Bengaluru-based coworking firm BHIVE plans to raise Rs 400 crore coworking-focused CAT-2 alternative investment fund (AIF) to fuel its growth.
The proposed new fund will acquire fully completed commercial real estate properties at prime locations with clear titles and occupancy certificates and a capex of a set. Over the past year, BHIVE has solidified its position as the largest co-working operator in Bengaluru, closing transactions upwards of Rs 200 crore.
“There has been exponential growth in the number of AIFs in India. Unlike a decade ago, when offshore investors were funding India’s AIFs, the expanding pool of domestic investors is helping them grow today. We see a tremendous opportunity in this segment and will go aggressive with our plans as we embark on the next growth phase of the organisation,” said Sheshagiri Rao Paplikar, Founder & CEO of the BHIVE.
The company has also said that it will wind up its current AIF fund, which Sandeep Gupta was managing. This transition marks Gupta’s decision to pursue new opportunities outside BHIVE. Despite his departure, BHIVE emphasises that there will be no disruption to its investment trajectory or impact on its current portfolio., as the current AIF has not yet been operational. .
“Change is inherent in the investment landscape. Our team, fortified by expertise and dedication, is committed to delivering optimum results and upholding our investors’ trust in us,” said Paplikar.
The new fund will offer a unique opportunity to High Net-worth Individuals (HNIs) and family-owned businesses looking to participate in the commercial real estate growth story with a minimum investment of Rs one crore.

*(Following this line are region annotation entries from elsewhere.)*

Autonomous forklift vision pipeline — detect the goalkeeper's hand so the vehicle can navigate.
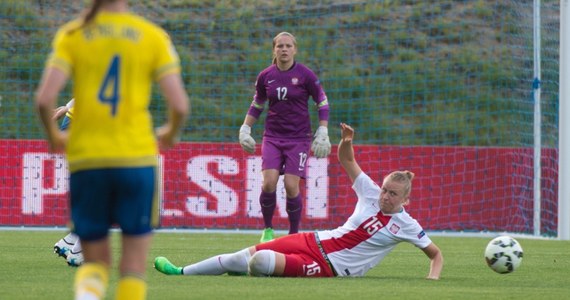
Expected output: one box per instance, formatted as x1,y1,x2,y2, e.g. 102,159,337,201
311,126,331,158
239,124,255,153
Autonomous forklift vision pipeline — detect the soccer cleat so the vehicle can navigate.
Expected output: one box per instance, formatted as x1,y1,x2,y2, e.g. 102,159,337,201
65,250,83,267
259,227,274,243
154,256,182,275
53,238,73,259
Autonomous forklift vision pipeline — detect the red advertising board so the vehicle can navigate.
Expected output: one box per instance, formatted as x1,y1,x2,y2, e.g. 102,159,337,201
0,140,558,232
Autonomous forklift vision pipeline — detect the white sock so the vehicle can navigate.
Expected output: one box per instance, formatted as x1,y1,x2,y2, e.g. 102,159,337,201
249,250,275,276
182,248,251,275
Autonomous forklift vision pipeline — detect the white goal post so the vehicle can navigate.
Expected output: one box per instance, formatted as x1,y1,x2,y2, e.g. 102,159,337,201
558,0,570,240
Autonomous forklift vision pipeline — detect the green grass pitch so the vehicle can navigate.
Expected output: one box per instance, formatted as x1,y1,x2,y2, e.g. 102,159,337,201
0,230,570,300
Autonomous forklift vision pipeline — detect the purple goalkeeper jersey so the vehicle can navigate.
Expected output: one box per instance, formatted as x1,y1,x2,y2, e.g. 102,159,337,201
248,62,329,139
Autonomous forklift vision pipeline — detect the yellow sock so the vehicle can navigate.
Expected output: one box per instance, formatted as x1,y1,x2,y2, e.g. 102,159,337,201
115,276,146,300
74,263,109,299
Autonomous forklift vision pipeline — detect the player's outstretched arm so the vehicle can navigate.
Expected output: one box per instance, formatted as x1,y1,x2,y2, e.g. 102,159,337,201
337,123,362,182
422,243,443,280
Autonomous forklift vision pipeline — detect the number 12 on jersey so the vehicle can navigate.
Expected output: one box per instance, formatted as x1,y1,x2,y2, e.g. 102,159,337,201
97,55,121,116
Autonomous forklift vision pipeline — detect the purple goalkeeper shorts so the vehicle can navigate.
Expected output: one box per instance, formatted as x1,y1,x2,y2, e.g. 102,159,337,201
261,137,311,179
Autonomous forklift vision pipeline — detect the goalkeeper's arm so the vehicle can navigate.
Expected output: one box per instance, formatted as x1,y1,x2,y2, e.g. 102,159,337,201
337,123,362,182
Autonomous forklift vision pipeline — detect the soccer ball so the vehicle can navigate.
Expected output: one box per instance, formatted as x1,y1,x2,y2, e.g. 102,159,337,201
485,236,523,274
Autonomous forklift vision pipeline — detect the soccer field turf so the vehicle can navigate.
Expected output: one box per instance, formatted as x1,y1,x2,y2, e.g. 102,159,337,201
0,230,570,300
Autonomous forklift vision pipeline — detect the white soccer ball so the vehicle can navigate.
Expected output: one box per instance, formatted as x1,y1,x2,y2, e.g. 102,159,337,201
485,235,523,274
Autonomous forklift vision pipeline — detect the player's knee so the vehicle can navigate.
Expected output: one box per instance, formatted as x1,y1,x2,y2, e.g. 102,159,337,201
249,250,275,276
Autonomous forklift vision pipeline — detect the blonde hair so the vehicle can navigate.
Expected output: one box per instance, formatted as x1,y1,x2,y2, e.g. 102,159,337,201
271,31,297,64
384,170,415,198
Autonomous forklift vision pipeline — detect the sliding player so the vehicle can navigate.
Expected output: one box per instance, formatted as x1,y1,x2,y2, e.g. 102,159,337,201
154,124,443,280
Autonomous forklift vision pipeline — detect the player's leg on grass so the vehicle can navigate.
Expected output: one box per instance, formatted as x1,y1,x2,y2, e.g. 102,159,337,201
154,247,255,275
249,250,285,276
74,237,111,299
115,233,152,299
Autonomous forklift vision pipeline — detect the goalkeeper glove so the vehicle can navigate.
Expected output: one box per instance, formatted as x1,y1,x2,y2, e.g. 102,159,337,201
239,124,255,153
311,126,331,158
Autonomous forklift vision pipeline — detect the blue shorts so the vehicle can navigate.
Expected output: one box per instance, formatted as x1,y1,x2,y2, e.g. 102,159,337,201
261,137,311,179
70,166,158,241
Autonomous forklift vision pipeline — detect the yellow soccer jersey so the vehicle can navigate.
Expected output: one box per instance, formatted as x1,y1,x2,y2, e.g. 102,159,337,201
47,11,180,172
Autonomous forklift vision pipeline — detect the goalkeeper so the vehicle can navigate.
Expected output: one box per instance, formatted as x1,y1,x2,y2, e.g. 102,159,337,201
154,124,443,280
239,32,331,242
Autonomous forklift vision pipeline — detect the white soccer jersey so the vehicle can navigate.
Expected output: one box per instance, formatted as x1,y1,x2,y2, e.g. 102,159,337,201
317,172,431,276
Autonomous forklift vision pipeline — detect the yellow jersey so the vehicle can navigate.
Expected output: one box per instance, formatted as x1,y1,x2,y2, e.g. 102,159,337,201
47,11,180,172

BHIVE Workspace has been aggressively expanding its footprint across Bangalore and eyeing new opportunities in other top commercial markets. It operates 25 flexible and managed office assets totalling 1.5 mn sq ft across Bangalore.
India’s office markets have demonstrated remarkable resilience, maintaining a consistent level of quarterly leasing activity throughout the first two quarters of 2023, led by Tech and Flex.
From an operational footprint of under 20 mn sq ft at the end of 2018, the flex segment, as of March 2023, has grown 3X in size across the top seven cities, driven by rising demand for managed space solutions from enterprises cutting across geographies and industries. The sector is poised to double its footprint over the next five years, crossing the 100 mn sq ft mark across the top seven cities by the end of 2027.